What American TV show’s story title is in Latin? Rome continues to astound and improve in its second season. Tonight’s episode, “Testudo et Lepus (The Tortoise and the Hare)” bathed viewers in the Roman world’s violence.
One of my peeves is that the storylines often warp through historical events, usually when there’s a battle, but also when the dramatic tension slackens. In the first season, the campaigns between Pompey and Caesar were squeezed into about two episodes, with a major battle reduced to some near impressionistic blurs. In “Testudo”, Octavian Caesar appeared in the form of a young adult performer, after being played by a boy just the episode before. Sure, it’s dramatic license, but it’s important to keep one eye on the facts.
But, what the torture scenes were overwhelming. In two related scenes, two conspirators, a slave boy and a noble lady are tortured by their intended noble victim for the legal niceties. In the process, a Judaean hireling finds his intolerance for torture, and begins to realize the gulf between Jews and Romans. One of the other interesting features of this season’s storyline (The first episode was entitled “Passover”) is the juxtaposition between Roman families and a large Jewish family working in the Julian household.

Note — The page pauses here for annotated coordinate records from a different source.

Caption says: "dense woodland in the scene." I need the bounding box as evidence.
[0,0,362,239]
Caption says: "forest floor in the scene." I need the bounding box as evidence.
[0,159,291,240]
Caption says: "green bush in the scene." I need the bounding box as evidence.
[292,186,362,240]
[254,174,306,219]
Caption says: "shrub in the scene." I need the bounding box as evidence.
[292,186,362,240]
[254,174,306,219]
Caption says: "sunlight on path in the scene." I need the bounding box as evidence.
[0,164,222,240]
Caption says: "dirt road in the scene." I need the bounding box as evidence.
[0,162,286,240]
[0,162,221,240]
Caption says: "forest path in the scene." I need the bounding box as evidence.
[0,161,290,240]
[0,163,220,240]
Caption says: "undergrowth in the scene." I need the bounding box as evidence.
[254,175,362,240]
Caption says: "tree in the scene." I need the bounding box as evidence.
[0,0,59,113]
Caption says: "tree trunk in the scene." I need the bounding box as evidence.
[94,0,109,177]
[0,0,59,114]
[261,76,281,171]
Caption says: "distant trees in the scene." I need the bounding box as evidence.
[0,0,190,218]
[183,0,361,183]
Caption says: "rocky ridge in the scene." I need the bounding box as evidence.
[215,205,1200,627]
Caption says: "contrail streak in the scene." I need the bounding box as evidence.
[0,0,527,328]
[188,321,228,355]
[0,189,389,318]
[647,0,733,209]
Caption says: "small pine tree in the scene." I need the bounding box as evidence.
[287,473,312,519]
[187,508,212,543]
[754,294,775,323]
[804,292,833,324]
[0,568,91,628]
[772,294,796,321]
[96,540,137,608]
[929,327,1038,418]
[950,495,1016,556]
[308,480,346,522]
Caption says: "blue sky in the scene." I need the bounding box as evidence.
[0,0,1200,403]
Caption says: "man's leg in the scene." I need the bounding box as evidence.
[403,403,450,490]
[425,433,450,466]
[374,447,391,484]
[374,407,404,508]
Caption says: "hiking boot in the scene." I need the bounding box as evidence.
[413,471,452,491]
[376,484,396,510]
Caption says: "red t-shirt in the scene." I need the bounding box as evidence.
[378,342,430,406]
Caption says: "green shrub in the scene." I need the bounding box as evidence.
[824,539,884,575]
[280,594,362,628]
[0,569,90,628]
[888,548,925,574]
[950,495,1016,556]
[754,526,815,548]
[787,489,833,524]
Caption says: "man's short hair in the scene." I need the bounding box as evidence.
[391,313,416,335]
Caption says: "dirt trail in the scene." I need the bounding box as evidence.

According to series historian Jonathan Stamp:
Two torture scenes in fifty minutes may seem excessive but it reflects a Roman reality, albeit a rather unpalatable one. The Romans were inured to physical cruelty. They saw it around them every single day. The horrors that are today meted out in secret torture chambers were an everyday sight, out in the open, in the Forum itself. Later of course, under the Emperors, torture also formed a titillating part of the entertainments put on in the theatre and amphitheatre. When the presentation, perhaps in the re-enactment of some Greek myth, called for, say, disembowelment, a real slave was provided for the purpose. The snuff movie is not a modern invention.
However, the real showstopper depicted torture of another sort, a slave brothel, where the lead characters go to rescue a lost daughter.
My Latin teacher was entertaining, but even she wouldn’t have let us watch this program. Rome tears down the white marble of the classics and delivers another kind of human beauty.